Gen sighed. “Rolling blackout. Third World inconvenience with the warm regards of the governor. Not supposed to have them at night, only in high-demand hours. Maybe it’s just an ordinary screw-up.”
“I can live without power as long as I’ve got pie,” Leilani said, but she still hadn’t forked up a mouthful of her second piece.
“So Dr. Doom is a UFO nut,” Micky pressed.
“He’s a broad-spectrum, three-hundred-sixty-degree, inside-out, all-the-way-around, perfect, true, and complete nut. UFOs are only one of his interests. But since marrying old Sinsemilla, he’s pretty much dedicated his life to the saucer circuit.
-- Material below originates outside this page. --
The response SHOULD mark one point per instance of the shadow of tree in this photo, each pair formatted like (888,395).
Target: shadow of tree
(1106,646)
He has this honking big motor home, and we travel all around the country, to the sites of famous close encounters, from Roswell, New Mexico, to Phlegm Falls, Iowa, wherever the aliens are supposed to have been in the past, we go hoping they’ll show up again. And when there’s a new sighting or a new abduction story, we haul ass for the place, wherever it is, so maybe we’ll get there while the action is still hot. The only reason we’re renting next door for a week is because the motor home is in the shop for an overhaul, and Dr. Doom won’t stay in a hotel or motel because he thinks they’re all just breeding grounds for legionnaires’ disease and that gross flesh-eating bacteria, whatever it’s called.”
“You mean you’ll be gone in a week?” Aunt Gen asked. A web of worry strung spokes and spirals at the corners of her eyes.
“More like a few days,” Leilani said. “We just spent July in Roswell, actually, because it was July 1947 when an alien starship pilot, evidently drunk or asleep at the joystick, crashed his saucer into the desert. Dr. Doom thinks ETs are more likely to visit a site at the same time of year they visited it before, I guess sort of the way college students go to Fort Lauderdale every spring break. And isn’t it amazing, really, how often these weird little gray guys are supposed to have totaled one of their gazillion-dollar, galaxy-crossing SUVs? If they ever decide to conquer Earth, I don’t think we’ve got much to worry about. What we’re dealing with here is Darth Vader with lots of Larry, Curly, and Moe blood in his veins.”
Micky had figured to let the girl wind down, hut the longer that Leilani circled the subject of her brother’s fate, the more tightly wound she seemed to become. “Okay, what’s the point? What’s all this UFO stuff have to do with Lukipela?”
After a hesitation, Leilani said, “Dr. Doom says he’s had this vision that we’ll both be healed by extraterrestrials.”
“Healed?” Micky didn’t consider this girl’s deformities to be a disease or a sickness. In fact, Leilani’s self-assurance, her wit, and her indomitable spirit made it hard to think of her as disabled, even now when her left hand rested on the table, obviously misshapen in the otherwise forgiving glow of the three candles.
“Luki was born with a wickedly malformed pelvis, Tinkertoy hip joints built with monkey logic, a right femur shorter than the left, and some bone fusion in his right foot. Sinsemilla has this theory that hallucinogens during pregnancy give the baby psychic powers.”